The union representing more than 100 teachers, counselors and educational support staff in the four-school ASPIRA charter network voted overwhelmingly to authorize a strike Wednesday afternoon.
Of the 93 votes cast, 92 were in favor of striking, according to ChiACTS Local 4343 spokeswoman Chris Geovanis.
No strike deadline has been set, Geovanis said, and negotiations — ongoing for nearly a year — will not stop.
“They’re going directly back into bargaining tomorrow,” she said. “The hope is this sends a strong enough message to management that they’re serious.”
The ASPIRA network operates a middle school and three high schools on the Northwest Side.

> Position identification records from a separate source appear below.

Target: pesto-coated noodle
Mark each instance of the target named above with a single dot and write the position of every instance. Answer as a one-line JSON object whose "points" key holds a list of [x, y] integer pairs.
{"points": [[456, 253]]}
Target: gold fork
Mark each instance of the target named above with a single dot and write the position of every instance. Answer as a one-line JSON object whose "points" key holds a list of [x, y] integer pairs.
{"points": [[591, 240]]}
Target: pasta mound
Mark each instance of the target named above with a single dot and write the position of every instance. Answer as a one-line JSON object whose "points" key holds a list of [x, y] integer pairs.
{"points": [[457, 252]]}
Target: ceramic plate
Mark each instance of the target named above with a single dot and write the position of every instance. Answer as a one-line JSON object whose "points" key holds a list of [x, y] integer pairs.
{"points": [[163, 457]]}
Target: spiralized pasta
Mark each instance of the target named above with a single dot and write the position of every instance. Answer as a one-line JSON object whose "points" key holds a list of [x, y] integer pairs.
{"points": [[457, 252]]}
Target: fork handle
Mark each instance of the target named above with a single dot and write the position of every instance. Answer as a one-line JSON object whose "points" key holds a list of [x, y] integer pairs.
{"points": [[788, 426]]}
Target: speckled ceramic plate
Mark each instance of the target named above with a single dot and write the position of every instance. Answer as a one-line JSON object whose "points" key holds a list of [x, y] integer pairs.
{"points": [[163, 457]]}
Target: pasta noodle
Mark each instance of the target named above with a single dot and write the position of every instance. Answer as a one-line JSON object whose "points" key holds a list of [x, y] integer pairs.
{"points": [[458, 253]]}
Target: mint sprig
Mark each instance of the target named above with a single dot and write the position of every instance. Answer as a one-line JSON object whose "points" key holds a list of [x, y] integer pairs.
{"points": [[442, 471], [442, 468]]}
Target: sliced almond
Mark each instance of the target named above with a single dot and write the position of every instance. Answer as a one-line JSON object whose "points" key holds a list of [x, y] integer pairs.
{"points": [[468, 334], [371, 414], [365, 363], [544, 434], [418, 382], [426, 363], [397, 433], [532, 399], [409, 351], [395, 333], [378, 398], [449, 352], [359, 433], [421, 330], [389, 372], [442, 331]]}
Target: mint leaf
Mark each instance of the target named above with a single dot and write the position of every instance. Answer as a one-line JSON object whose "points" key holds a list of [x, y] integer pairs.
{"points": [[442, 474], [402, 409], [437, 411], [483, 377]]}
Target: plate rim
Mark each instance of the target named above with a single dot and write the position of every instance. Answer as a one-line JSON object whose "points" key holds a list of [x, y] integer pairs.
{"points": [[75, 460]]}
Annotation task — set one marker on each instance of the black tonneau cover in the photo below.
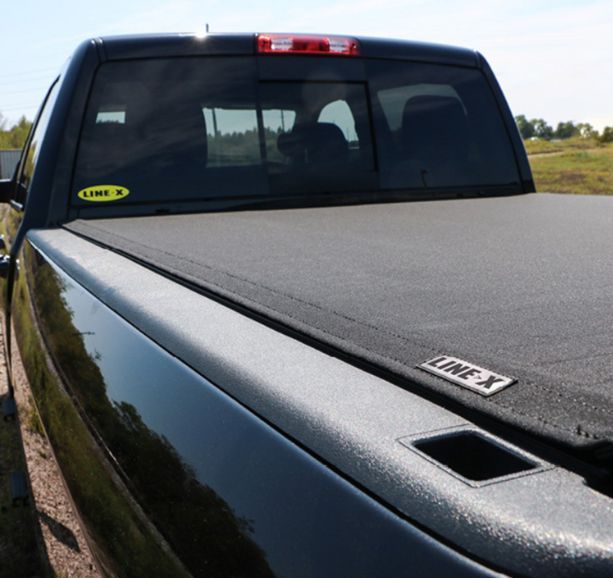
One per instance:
(521, 286)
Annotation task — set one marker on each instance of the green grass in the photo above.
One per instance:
(576, 166)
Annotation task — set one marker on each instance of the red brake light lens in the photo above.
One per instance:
(301, 44)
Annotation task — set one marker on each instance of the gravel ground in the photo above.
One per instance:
(64, 539)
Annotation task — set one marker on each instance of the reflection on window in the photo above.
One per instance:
(393, 100)
(232, 137)
(111, 114)
(276, 121)
(339, 113)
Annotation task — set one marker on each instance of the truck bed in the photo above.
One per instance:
(519, 285)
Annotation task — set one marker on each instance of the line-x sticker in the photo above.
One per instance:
(103, 193)
(467, 374)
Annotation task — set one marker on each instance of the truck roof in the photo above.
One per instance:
(168, 45)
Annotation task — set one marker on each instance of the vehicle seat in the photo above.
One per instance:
(317, 143)
(435, 132)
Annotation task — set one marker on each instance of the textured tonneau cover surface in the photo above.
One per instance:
(521, 286)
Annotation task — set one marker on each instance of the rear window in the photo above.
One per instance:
(193, 129)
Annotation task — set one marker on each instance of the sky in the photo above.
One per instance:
(553, 59)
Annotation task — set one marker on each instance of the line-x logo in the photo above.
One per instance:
(467, 374)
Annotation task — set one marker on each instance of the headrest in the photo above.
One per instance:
(433, 113)
(317, 142)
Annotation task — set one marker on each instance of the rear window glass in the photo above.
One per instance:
(190, 129)
(438, 127)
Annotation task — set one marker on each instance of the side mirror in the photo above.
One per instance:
(6, 190)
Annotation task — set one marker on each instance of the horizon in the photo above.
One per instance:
(550, 58)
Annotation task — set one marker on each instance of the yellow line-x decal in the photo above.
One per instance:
(103, 193)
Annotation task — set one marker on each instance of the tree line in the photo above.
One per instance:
(538, 128)
(15, 136)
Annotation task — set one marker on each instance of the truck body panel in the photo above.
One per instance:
(226, 268)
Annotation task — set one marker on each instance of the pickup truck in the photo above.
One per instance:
(289, 306)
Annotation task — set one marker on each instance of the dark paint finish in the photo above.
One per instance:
(231, 495)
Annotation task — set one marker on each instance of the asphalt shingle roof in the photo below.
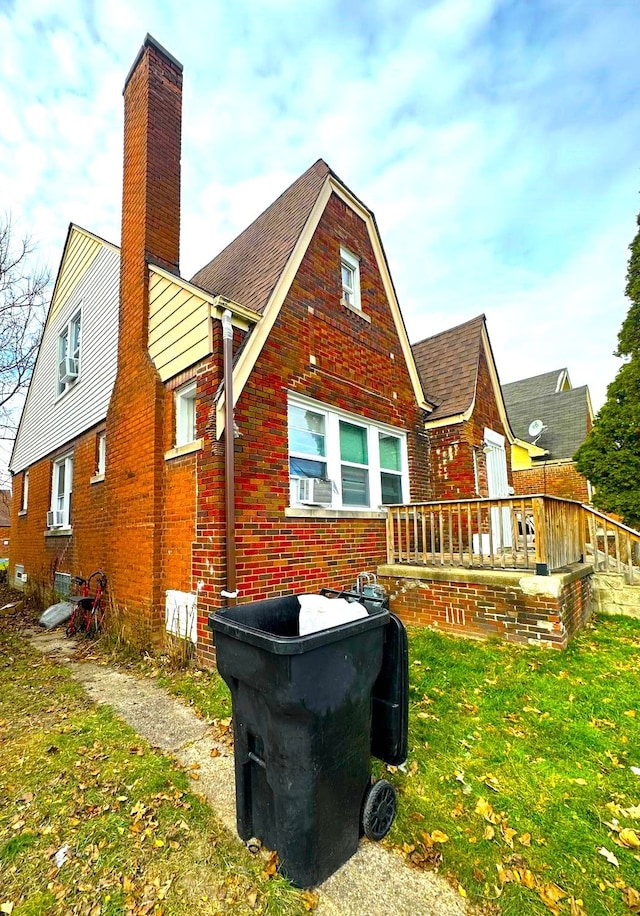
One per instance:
(546, 383)
(564, 413)
(248, 269)
(448, 367)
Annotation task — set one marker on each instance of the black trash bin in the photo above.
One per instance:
(303, 728)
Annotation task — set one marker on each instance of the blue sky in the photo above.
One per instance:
(495, 140)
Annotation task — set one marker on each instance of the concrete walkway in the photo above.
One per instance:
(375, 881)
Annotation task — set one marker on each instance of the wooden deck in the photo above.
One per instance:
(538, 533)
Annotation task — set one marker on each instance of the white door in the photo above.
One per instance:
(498, 483)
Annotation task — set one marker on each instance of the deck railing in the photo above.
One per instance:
(612, 546)
(539, 533)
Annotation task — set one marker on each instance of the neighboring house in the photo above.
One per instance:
(5, 523)
(123, 442)
(555, 418)
(469, 435)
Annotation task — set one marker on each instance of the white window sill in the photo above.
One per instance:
(181, 450)
(356, 311)
(323, 512)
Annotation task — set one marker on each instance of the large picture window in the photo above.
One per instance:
(344, 462)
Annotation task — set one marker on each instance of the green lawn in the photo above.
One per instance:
(523, 778)
(526, 763)
(94, 822)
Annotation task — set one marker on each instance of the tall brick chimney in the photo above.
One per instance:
(150, 233)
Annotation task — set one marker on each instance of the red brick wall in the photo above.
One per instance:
(483, 609)
(354, 371)
(562, 480)
(135, 422)
(452, 447)
(43, 553)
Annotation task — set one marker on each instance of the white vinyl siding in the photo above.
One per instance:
(49, 420)
(179, 326)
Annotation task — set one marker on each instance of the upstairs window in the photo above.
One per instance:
(60, 514)
(69, 354)
(343, 462)
(350, 270)
(186, 414)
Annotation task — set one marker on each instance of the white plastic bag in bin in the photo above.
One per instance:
(317, 612)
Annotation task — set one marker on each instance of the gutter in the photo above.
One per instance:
(230, 591)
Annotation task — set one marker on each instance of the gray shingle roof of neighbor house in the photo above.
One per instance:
(448, 367)
(546, 383)
(565, 415)
(248, 269)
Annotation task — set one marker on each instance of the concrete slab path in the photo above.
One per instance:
(375, 881)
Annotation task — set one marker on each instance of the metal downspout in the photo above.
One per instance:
(229, 592)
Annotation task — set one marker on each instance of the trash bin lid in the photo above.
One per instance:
(272, 625)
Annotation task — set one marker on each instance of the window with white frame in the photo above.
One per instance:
(342, 461)
(60, 514)
(69, 354)
(186, 414)
(350, 270)
(24, 496)
(101, 453)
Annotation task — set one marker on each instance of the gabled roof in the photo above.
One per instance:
(546, 383)
(566, 416)
(448, 367)
(256, 269)
(248, 269)
(87, 281)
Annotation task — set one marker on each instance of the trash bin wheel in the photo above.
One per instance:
(379, 810)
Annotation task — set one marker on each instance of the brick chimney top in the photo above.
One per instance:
(150, 42)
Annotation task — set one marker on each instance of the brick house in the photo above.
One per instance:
(289, 345)
(5, 522)
(470, 437)
(566, 418)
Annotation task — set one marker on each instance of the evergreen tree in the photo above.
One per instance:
(610, 456)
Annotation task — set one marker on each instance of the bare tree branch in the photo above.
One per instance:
(23, 294)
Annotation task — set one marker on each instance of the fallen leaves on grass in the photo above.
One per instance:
(609, 856)
(632, 899)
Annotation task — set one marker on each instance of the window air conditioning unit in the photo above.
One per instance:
(55, 518)
(314, 491)
(21, 575)
(68, 369)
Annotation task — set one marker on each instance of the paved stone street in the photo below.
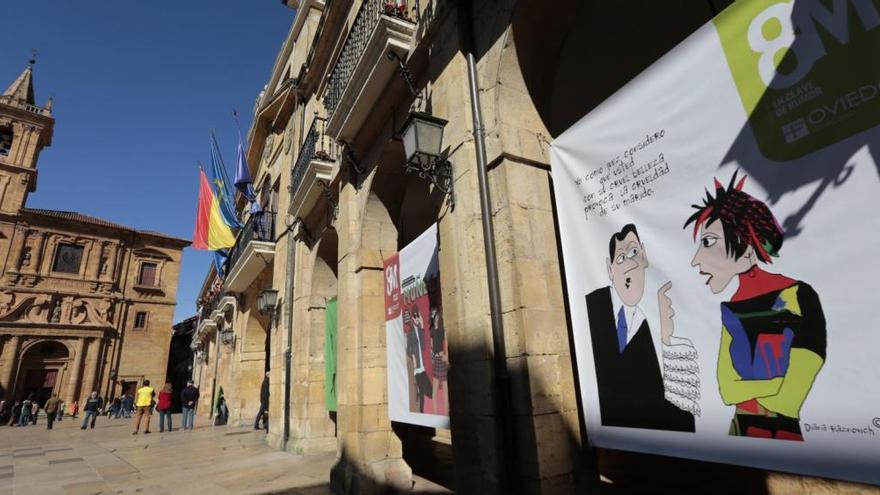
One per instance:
(109, 459)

A strike by ASPIRA teachers would be the first at a charter school anywhere in the country.
The strike vote was prompted by what the union called a “lack of transparency and accountability in finances and foundering leadership at the network’s most senior levels, threatening conditions in classrooms.”
ASPIRA teachers said they blame the network’s struggles solely on board chairman Fernando Grillo, who has been in charge for seven years.
“In the last 6 weeks alone, the charter network’s CEO and Chief Academic Officer have been removed, only one principal who started the school year remains in that position, and the system’s COO — who had essentially been running the charter school network — recently resigned,” the teacher’s union said in a statement Monday.
Grillo, in a statement posted on the ASPIRA website, said the board has been negotiating with teachers since Spring 2016 and “the only item that remains unsolved is salaries.”
“We want to make one thing perfectly clear: Nothing is more important that the education of our students and we continue to stand ready, willing and able to negotiate at a moment’s notice,” he said.
Last year, Chicago’s UNO network of charter schools narrowly avoided a strike, just days after the Chicago Teachers Union reached an agreement with Chicago Public Schools that averted the union’s second strike since 2012.